If they’re going to hash things out then she can at least look good.

The flight is long, she sleeps and wakes to find her hair unravelled, the lipstick worn half away but still managing to stain her lips.

In the taxi she reads out an unfamiliar street name, stumbling over the strange word, and the driver is silent as he pulls away. The streets are different, tiny compared to the skyscrapers she sees every morning from her kitchen and every night when she comes home. She couldn’t live here, it’s a beautiful place but so quiet. In the hour-long drive, she doesn’t hear one siren.

She makes it a game to count the people out walking as she goes by and doesn’t lose count of the number.

They pull up to the house and it’s her habit to tip well, so she pays double what she needs to, lugs her duffel bag to the door.

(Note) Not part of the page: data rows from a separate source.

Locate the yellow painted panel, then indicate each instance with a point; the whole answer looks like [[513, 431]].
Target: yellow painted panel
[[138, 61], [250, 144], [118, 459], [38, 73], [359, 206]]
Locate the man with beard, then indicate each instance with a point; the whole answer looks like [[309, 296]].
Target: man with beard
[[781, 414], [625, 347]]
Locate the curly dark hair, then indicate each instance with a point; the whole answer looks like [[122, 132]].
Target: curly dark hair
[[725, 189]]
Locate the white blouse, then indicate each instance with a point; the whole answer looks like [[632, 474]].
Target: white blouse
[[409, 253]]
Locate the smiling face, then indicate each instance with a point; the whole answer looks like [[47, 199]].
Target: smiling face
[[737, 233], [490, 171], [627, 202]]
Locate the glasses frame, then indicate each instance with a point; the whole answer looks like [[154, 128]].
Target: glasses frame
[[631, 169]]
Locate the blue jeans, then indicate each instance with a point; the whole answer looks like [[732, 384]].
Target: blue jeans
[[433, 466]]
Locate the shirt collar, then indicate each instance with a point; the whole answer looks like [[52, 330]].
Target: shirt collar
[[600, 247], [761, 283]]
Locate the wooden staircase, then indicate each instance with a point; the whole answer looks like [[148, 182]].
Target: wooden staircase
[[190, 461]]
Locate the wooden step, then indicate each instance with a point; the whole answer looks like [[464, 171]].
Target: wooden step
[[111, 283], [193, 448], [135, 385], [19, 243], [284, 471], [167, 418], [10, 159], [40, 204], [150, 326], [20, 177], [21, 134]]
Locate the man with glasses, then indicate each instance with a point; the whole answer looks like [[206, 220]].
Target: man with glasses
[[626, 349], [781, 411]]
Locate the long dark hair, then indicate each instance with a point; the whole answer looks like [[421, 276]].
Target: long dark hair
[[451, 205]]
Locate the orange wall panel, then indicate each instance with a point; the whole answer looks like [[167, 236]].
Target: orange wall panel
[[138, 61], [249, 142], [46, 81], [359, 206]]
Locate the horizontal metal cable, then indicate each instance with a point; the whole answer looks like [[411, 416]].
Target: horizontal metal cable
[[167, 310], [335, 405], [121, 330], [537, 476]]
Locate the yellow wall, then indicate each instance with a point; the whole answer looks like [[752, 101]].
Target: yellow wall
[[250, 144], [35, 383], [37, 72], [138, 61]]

The reunion is warm and surprising and doesn’t feel anywhere at all like she thought it might. After the pleasantries are over the arguing starts, they loop around and around in circles debating what has gone wrong and how they could have fixed it.

She leaves the same night, scoops up the bag and hurries out. He doesn’t follow her, and she knows because she sits at the nearest bus stop she finds, waits. This isn’t done yet – she waits ten minutes, then twenty. Reads a new poem or two, combs out her hair and restyles it. An hour passes and there’s no new missed calls, no messages that have suddenly shown up while she was holding onto her phone and just didn’t notice.

At the airport she changes her flight to the earliest she can and flies right home. It’s not home now, of course, it’s just a shell of a house, no real personality to it.

Overwhelmed, exhausted, she collapses into sleep.